The reason I mention all this is that, despite a largely abject 2022-3 season, we now find ourselves in the unheard-of position of being odds-on to win a trophy, the Uefa Conference League. It may be a competition so obscure and lacking in historical prestige that it has eluded the trophy-hoarding likes of Ronaldo and Messi but it nevertheless represents palpable silverware, something we have now waited 43 years for. So we are not going to get sniffy about it.
West Ham are clear favourites. We just have to negotiate a semi-final against undaunting Dutch side AZ Alkmaar and we’ll be in a final, in Prague next month, against Basel or Fiorentina, both of whom look eminently beatable. What can possibly go wrong? Well, I’m not sure yet how it will go wrong, I just know that it will.
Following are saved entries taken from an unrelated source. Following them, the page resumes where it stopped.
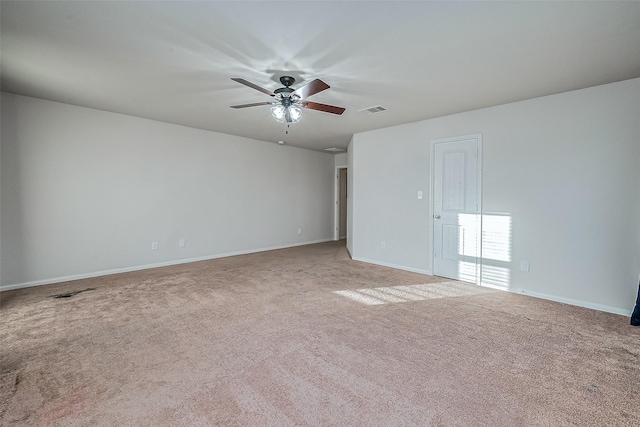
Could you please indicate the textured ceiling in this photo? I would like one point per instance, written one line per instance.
(173, 61)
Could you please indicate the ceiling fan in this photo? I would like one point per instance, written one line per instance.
(288, 101)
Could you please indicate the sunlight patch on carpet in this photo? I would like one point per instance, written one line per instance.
(405, 293)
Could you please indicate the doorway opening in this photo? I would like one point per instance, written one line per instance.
(340, 219)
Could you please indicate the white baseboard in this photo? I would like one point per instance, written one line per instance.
(148, 266)
(570, 301)
(386, 264)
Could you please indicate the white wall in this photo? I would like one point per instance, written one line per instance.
(350, 187)
(564, 168)
(341, 160)
(85, 192)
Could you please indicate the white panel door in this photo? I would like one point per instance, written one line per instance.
(456, 209)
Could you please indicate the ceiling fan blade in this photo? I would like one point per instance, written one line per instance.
(251, 85)
(255, 104)
(323, 107)
(311, 88)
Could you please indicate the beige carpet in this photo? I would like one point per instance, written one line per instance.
(308, 337)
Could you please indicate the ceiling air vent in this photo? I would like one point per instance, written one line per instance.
(373, 110)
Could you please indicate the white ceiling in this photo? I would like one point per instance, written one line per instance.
(173, 61)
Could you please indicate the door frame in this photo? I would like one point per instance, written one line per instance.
(336, 203)
(432, 154)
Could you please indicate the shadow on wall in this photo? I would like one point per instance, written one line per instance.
(496, 249)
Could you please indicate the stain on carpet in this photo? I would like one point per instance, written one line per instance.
(8, 387)
(72, 293)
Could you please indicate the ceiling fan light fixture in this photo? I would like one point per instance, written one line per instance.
(278, 112)
(295, 113)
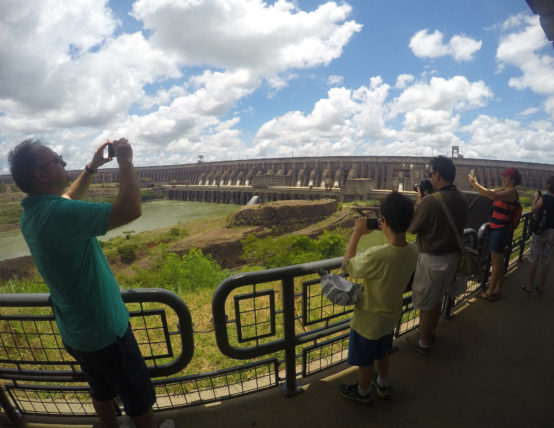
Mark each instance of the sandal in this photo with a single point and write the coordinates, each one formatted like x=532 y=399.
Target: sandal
x=485 y=296
x=524 y=288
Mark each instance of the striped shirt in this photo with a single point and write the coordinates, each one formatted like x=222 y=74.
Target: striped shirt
x=502 y=213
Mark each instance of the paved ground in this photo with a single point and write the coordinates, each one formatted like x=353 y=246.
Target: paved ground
x=492 y=366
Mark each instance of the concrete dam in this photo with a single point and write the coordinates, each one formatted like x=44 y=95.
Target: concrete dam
x=344 y=178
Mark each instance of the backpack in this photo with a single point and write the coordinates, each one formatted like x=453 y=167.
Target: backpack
x=516 y=216
x=468 y=263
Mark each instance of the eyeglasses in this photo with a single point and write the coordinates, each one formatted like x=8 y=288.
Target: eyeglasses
x=57 y=159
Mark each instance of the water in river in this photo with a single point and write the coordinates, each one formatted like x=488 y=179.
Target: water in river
x=155 y=215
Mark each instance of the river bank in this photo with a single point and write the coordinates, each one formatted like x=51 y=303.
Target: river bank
x=217 y=235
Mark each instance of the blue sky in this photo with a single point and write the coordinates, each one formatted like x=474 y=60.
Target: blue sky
x=232 y=79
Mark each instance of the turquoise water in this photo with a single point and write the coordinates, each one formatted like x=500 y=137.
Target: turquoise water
x=155 y=215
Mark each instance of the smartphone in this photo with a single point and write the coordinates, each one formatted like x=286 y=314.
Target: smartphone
x=372 y=224
x=111 y=152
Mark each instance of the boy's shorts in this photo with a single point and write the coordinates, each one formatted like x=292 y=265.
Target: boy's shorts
x=118 y=369
x=499 y=239
x=541 y=247
x=363 y=352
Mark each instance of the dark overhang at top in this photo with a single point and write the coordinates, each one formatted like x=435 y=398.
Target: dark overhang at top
x=545 y=9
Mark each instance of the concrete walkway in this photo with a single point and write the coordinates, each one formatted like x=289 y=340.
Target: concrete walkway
x=492 y=366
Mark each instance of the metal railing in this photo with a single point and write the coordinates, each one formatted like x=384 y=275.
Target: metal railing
x=276 y=321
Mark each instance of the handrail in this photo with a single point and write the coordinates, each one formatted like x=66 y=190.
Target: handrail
x=328 y=322
x=166 y=297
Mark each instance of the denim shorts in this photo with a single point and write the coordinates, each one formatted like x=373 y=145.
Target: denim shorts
x=499 y=239
x=542 y=247
x=118 y=369
x=363 y=352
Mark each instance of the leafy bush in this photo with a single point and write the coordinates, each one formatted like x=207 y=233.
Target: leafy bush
x=127 y=253
x=192 y=271
x=24 y=285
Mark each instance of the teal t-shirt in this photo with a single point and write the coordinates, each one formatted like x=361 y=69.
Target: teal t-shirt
x=61 y=234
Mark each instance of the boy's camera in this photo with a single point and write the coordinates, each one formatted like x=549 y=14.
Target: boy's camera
x=111 y=151
x=425 y=186
x=372 y=224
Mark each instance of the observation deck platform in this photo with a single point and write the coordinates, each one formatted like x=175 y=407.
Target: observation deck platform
x=491 y=366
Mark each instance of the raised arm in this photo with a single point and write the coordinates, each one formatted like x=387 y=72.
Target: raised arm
x=127 y=205
x=507 y=195
x=360 y=229
x=79 y=187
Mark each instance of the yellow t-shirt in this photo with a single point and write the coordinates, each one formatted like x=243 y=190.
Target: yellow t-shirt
x=385 y=271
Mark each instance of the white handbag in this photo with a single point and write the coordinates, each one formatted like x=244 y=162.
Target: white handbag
x=339 y=290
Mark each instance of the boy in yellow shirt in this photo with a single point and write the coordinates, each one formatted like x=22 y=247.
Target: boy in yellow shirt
x=385 y=270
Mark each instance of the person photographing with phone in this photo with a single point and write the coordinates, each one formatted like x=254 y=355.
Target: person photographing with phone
x=60 y=230
x=505 y=201
x=385 y=270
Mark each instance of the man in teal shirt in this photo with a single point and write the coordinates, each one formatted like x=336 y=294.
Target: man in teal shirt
x=61 y=231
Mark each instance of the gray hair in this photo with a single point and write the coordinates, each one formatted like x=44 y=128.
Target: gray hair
x=23 y=163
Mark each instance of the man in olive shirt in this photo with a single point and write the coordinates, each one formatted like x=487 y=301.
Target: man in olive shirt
x=438 y=248
x=61 y=230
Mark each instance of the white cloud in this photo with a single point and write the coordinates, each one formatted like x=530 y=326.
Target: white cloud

Our rivals Spurs are hardly renowned for winning things either – they haven’t won a trophy of any kind since a modest League Cup 15 years ago and haven’t won the league title since before the invention of The Beatles and sexual intercourse. Yet from this lofty pinnacle of supposed superiority, they like to put us down by describing matches between the two sides as ‘West Ham’s cup final’. But they’re wrong.
Our true cup final was the White Horse match. And for all the many disappointments, it gives us one point of distinction that no rival can ever match: the 1923 final saw the biggest crowd ever recorded at any football match anywhere ever. The police estimate put the number present at around 300,000, a figure that will never be surpassed, and many more than the official record crowd, 199,854 at the Maracana stadium for the 1950 World Cup Final between Brazil and Uruguay.
By this metric, West Ham are the biggest club in the world – just ahead of Bolton, currently stuck in the third tier. And we always will be. Even if we never win anything ever again, which we probably won’t.